Serpentine Gallery Pavilion

At first sight this year’s Serpentine Gallery Pavilion resembles a giant table on the lawn with fairy lights hung beneath it. It was designed by architects Herzog & de Meuron and artist Ai Weiwei, the same team that created the National Stadium, aka the Bird’s Nest, for the Beijing Olympics.

This time round they’ve produced something much smaller and more intimate, and closer inspection reveals that the table is in fact a roof over an excavated hole in the ground. Its contours follow the outlines of the foundations of previous Serpentine Gallery Pavilions. It forms a shallow amphitheatre in the shape of an archaeological dig, all of which has been lined with cork. At the time of my visit a technician was busy drilling holes and inserting bottle-stopper size corks to peg it all together.

The roof is covered with a reflective pool of rainwater. Down below seating is provided by stools in the shape of champagne corks. All this cork brought back memories of our holiday last year in Spain, in a cork oak forest surrounded by trees shaved of their bark. Also the floor at The Rowley Gallery, covered in cork since the 1960s and still going strong, and our cork-tiled floor at home imprinted by tap-dancing twins with echoes of Duke Ellington’s Rockin’ In Rhythm.

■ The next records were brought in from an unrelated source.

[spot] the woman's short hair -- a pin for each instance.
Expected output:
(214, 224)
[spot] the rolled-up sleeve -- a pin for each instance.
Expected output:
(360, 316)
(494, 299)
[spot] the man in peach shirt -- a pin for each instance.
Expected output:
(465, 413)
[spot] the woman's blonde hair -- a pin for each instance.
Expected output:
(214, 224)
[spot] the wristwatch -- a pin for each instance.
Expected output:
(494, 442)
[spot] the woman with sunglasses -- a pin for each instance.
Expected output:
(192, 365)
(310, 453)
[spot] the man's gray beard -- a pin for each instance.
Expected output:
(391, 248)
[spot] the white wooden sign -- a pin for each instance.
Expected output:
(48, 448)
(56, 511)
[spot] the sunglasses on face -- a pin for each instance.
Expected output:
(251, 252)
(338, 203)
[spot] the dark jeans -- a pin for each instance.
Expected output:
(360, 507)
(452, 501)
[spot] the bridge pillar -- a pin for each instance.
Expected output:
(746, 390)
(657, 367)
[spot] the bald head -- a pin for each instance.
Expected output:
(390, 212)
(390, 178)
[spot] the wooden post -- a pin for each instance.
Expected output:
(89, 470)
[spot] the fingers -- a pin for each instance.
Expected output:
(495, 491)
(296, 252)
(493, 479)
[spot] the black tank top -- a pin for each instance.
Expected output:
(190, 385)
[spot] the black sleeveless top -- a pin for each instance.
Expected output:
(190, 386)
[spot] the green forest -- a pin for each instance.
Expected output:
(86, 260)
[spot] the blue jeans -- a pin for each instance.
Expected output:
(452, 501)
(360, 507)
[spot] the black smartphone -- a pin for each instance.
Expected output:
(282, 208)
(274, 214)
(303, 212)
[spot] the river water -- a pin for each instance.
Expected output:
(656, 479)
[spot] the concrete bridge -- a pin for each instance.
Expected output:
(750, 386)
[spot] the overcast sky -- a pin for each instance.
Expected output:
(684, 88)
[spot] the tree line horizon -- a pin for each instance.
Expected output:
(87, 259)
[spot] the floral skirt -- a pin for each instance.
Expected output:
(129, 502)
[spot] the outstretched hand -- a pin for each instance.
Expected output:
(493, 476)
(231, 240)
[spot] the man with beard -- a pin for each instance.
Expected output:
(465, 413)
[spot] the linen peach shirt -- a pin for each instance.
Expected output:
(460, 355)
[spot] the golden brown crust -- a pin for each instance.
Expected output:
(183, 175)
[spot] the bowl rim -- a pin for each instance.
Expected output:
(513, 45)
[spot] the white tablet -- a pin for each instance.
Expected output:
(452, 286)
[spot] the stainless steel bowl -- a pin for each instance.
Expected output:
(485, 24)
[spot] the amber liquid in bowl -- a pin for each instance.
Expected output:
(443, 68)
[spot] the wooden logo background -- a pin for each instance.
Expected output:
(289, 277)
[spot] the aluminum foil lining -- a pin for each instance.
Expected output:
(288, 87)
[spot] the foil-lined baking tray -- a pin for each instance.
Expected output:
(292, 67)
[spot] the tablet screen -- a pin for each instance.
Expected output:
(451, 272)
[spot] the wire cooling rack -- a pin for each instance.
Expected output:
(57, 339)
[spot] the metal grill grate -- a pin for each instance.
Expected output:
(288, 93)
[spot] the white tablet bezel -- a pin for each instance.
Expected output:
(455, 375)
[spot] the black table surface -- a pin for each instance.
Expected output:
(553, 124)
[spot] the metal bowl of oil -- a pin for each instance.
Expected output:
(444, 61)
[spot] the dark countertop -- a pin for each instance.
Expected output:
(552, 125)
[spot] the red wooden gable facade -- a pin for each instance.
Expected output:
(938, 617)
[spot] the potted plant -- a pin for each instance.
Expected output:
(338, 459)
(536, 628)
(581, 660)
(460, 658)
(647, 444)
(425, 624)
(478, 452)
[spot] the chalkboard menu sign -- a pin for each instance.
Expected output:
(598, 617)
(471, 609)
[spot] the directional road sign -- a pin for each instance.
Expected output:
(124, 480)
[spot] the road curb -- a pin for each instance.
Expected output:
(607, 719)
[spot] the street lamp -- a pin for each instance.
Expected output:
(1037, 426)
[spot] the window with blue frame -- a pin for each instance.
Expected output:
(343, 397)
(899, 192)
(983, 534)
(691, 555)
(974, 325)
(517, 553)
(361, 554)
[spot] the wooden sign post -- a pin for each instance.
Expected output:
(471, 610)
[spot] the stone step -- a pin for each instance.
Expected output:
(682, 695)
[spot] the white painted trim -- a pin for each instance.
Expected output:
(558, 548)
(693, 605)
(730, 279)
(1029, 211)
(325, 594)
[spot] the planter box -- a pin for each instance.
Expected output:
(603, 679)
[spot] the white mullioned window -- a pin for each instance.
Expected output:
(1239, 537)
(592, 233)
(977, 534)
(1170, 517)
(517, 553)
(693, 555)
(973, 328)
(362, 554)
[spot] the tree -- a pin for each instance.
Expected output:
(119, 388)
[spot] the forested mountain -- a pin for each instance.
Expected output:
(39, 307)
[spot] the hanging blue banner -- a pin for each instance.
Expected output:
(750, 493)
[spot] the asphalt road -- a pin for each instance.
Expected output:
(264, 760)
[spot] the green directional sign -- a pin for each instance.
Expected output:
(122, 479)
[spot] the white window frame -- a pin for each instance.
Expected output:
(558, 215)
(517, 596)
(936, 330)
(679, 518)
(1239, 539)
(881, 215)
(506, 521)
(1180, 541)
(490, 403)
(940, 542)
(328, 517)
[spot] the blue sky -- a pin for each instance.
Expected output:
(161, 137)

Mostly though, I was reminded of the dens we built as kids by digging pits and building walls with the excavated earth and roofed with scrap cardboard, fallen branches, broken fences and whatever we could find. But the Keep Off The Grass signs were never included.

Ai Weiwei worked with Herzog & de Meuron via Skype on this project since he was not allowed to leave China. He has not been free to visit this pavilion. To some the dark subterranean spaces appear cave-like and suggestive of a prison cell.

To others it’s just a safe haven for rest and recuperation after a circuit of Kensington Gardens.

This is the 12th Serpentine Gallery Pavilion. The first in 2000 was by Zaha Hadid who is now working to renovate The Magazine in Kensington Gardens, which will become the new Serpentine Sackler Gallery.

PS – The day after my visit I was asked to frame twenty of Ai Weiwei’s porcelain Sunflower Seeds.